On aura beau critiquer les banques commerciales, on aura beau critiquer le fait qu’il y a de la surliquidité, je crois que tous les entrepreneurs qui sont autour de la table savent très bien que si on leur demandait aujourd’hui de placer leur argent dans les mêmes conditions, ils ne le feraient pas ».

Taux d’intérêts en marges réelles de profits

Les commerçants industriels présents n’ont pas répondu sur ce point. Ils ont préféré contre-attaquer par le biais des taux d’intérêt qu’ils estiment anormalement élevés vu le sous-développement national.

Réplique automatique des banquiers : « Actuellement, les taux d’intérêt ont énormément baissé au cours de ces 18 derniers mois.

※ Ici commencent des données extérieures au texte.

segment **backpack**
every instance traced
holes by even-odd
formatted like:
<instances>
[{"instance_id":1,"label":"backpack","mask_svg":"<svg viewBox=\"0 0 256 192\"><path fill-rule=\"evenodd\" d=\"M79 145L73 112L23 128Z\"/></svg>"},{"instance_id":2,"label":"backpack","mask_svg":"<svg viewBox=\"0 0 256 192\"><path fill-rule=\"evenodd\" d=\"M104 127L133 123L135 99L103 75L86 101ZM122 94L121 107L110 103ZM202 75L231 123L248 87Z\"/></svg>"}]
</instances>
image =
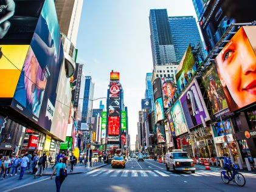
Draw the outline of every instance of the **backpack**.
<instances>
[{"instance_id":1,"label":"backpack","mask_svg":"<svg viewBox=\"0 0 256 192\"><path fill-rule=\"evenodd\" d=\"M43 160L44 160L44 159L43 159L43 157L40 157L40 159L39 159L38 165L42 165L42 164L43 164Z\"/></svg>"}]
</instances>

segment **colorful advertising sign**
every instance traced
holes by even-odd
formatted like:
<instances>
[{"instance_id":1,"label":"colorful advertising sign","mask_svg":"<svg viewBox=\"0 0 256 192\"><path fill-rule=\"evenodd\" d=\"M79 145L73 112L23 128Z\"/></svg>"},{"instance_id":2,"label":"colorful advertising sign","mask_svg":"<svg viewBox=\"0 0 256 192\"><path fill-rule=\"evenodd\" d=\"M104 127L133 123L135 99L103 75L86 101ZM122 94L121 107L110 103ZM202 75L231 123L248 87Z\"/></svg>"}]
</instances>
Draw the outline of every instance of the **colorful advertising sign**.
<instances>
[{"instance_id":1,"label":"colorful advertising sign","mask_svg":"<svg viewBox=\"0 0 256 192\"><path fill-rule=\"evenodd\" d=\"M126 112L125 111L122 111L121 129L126 130Z\"/></svg>"},{"instance_id":2,"label":"colorful advertising sign","mask_svg":"<svg viewBox=\"0 0 256 192\"><path fill-rule=\"evenodd\" d=\"M154 101L155 101L157 98L162 97L161 80L160 78L157 77L154 80L153 84L153 90Z\"/></svg>"},{"instance_id":3,"label":"colorful advertising sign","mask_svg":"<svg viewBox=\"0 0 256 192\"><path fill-rule=\"evenodd\" d=\"M29 44L44 2L0 1L0 44Z\"/></svg>"},{"instance_id":4,"label":"colorful advertising sign","mask_svg":"<svg viewBox=\"0 0 256 192\"><path fill-rule=\"evenodd\" d=\"M157 137L158 143L165 143L165 132L164 125L156 127L156 136Z\"/></svg>"},{"instance_id":5,"label":"colorful advertising sign","mask_svg":"<svg viewBox=\"0 0 256 192\"><path fill-rule=\"evenodd\" d=\"M244 26L215 61L230 111L256 102L256 26Z\"/></svg>"},{"instance_id":6,"label":"colorful advertising sign","mask_svg":"<svg viewBox=\"0 0 256 192\"><path fill-rule=\"evenodd\" d=\"M154 117L156 123L164 119L163 101L162 97L157 98L154 102Z\"/></svg>"},{"instance_id":7,"label":"colorful advertising sign","mask_svg":"<svg viewBox=\"0 0 256 192\"><path fill-rule=\"evenodd\" d=\"M198 68L198 66L195 63L191 46L189 45L177 67L175 75L178 93L185 87Z\"/></svg>"},{"instance_id":8,"label":"colorful advertising sign","mask_svg":"<svg viewBox=\"0 0 256 192\"><path fill-rule=\"evenodd\" d=\"M181 103L178 100L171 107L170 111L171 119L175 128L175 135L179 136L187 132L187 128Z\"/></svg>"},{"instance_id":9,"label":"colorful advertising sign","mask_svg":"<svg viewBox=\"0 0 256 192\"><path fill-rule=\"evenodd\" d=\"M0 57L0 98L13 97L29 47L27 45L0 44L3 54Z\"/></svg>"},{"instance_id":10,"label":"colorful advertising sign","mask_svg":"<svg viewBox=\"0 0 256 192\"><path fill-rule=\"evenodd\" d=\"M55 112L63 55L54 2L46 0L12 107L48 131Z\"/></svg>"},{"instance_id":11,"label":"colorful advertising sign","mask_svg":"<svg viewBox=\"0 0 256 192\"><path fill-rule=\"evenodd\" d=\"M120 74L119 72L111 72L110 80L119 80Z\"/></svg>"},{"instance_id":12,"label":"colorful advertising sign","mask_svg":"<svg viewBox=\"0 0 256 192\"><path fill-rule=\"evenodd\" d=\"M108 130L109 135L119 135L120 132L120 117L108 117Z\"/></svg>"},{"instance_id":13,"label":"colorful advertising sign","mask_svg":"<svg viewBox=\"0 0 256 192\"><path fill-rule=\"evenodd\" d=\"M210 116L196 79L179 97L187 125L191 129L198 125L206 125Z\"/></svg>"},{"instance_id":14,"label":"colorful advertising sign","mask_svg":"<svg viewBox=\"0 0 256 192\"><path fill-rule=\"evenodd\" d=\"M175 95L176 87L175 82L173 79L162 78L162 94L164 100L164 108L168 108L171 99Z\"/></svg>"},{"instance_id":15,"label":"colorful advertising sign","mask_svg":"<svg viewBox=\"0 0 256 192\"><path fill-rule=\"evenodd\" d=\"M141 109L152 109L151 98L144 98L141 100Z\"/></svg>"},{"instance_id":16,"label":"colorful advertising sign","mask_svg":"<svg viewBox=\"0 0 256 192\"><path fill-rule=\"evenodd\" d=\"M223 112L229 112L221 83L213 64L206 70L201 76L201 79L202 83L207 92L212 113L215 117Z\"/></svg>"},{"instance_id":17,"label":"colorful advertising sign","mask_svg":"<svg viewBox=\"0 0 256 192\"><path fill-rule=\"evenodd\" d=\"M211 0L199 21L208 52L232 23L255 21L255 0Z\"/></svg>"},{"instance_id":18,"label":"colorful advertising sign","mask_svg":"<svg viewBox=\"0 0 256 192\"><path fill-rule=\"evenodd\" d=\"M119 98L109 98L109 106L108 109L109 116L119 116L120 112Z\"/></svg>"}]
</instances>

Mais je crois que si l’on demandait à certaines personnes d’investir aujourd’hui, elles ne le feraient pas – ce, à quelque soit le taux d’intérêt.

« Cela dit, le taux d’intérêt correspond également à un facteur qui est la structure des coûts de fond. Il ne faut pas s’arrêter au coût, tel qu’il est exprimé à travers les comptes d’épargne sur lesquels une banque paie 4,5 – 6% d’intérêt. En fait, il faut tenir compte également des taux de réserve légale qui sont très élevés, qui amènent les coûts financiers réels jusqu’à 8,9%.

« Il faut bien se rappeler aussi que les banques sont des entreprises commerciales. Elles figurent parmi les rares institutions qui paient entièrement toutes leurs taxes. Elles sont obligées d’avoir une marge relativement raisonnable pour faire face à leurs frais qui sont généralement bien plus élevés que ceux des autres entreprises. En outre, je suis personnellement persuadé que le taux d’intérêt n’est pas le facteur primordial dans la décision d’investir surtout quand on considère les marges réelles de profits »

Fuite de devises : Qui est responsable ?

Reste l’accusation selon laquelle les banques seraient responsables de l’évasion des devises. Qu’en pensent les banquiers ?

« Elle est absolument farfelue. Tout le monde sait qu’il y a un marché parallèle qui se développe de jour en jour.

« En fait les banques commerciales sont tenues de remettre 50% des produits des documents visés à l’exportation à la Banque Centrale pour le paiement des produits de base.

« A ce propos, ne faudrait-il pas questionner l’exportateur soucieux de récupérer la prime accordée au dollar sur le marché parallèle. Si l’on consulte les statistiques officielles, on verra que le montant des documents visés à travers le système bancaire est en train de diminuer chaque jour. Cela sous-entend peut-être qu’il y a une sous-facturation systématique au niveau de l’industrie d’assemblage.

« Par ailleurs, les banques sont tenues de garder un maximum de 25% de leurs actifs à l’extérieur ».

« Le seul commerçant à ne pas avoir un compte à l’étranger »

Mais auparavant une question avait été lancée par les banquiers : « les banques sont-elles les seules à avoir des compte à l’étranger ? »

Un brave [3] répondit : « Je suis peut-être le seul commerçant de la place à ne pas avoir un seul centime or aux USA. J’ai un compte à l’étranger mais pour les besoins de mon commerce ».

La soirée se termina aux environs de 11 heures du soir.

C’était intéressant, foi de journaliste.


[1Publié pour la première fois dans “Le Nouvelliste” du 15 septembre 1986. A été repris dans notre ouvrage : « Vie Chère et Politique Economique en Haïti » (L’Imprimeur II, Port-au-Prince, 1992, pp. 212-217).

[2Pour l’histoire, notons que la “banquière” en question est l’actuelle Directrice de la City Bank, Haiti, Madame Gladys Coupet.

[3Pour l’histoire, il s’agit du commerçant Antoine Izmery, assassine dans les conditions que l’on sait et dont nous saluons ici la mémoire.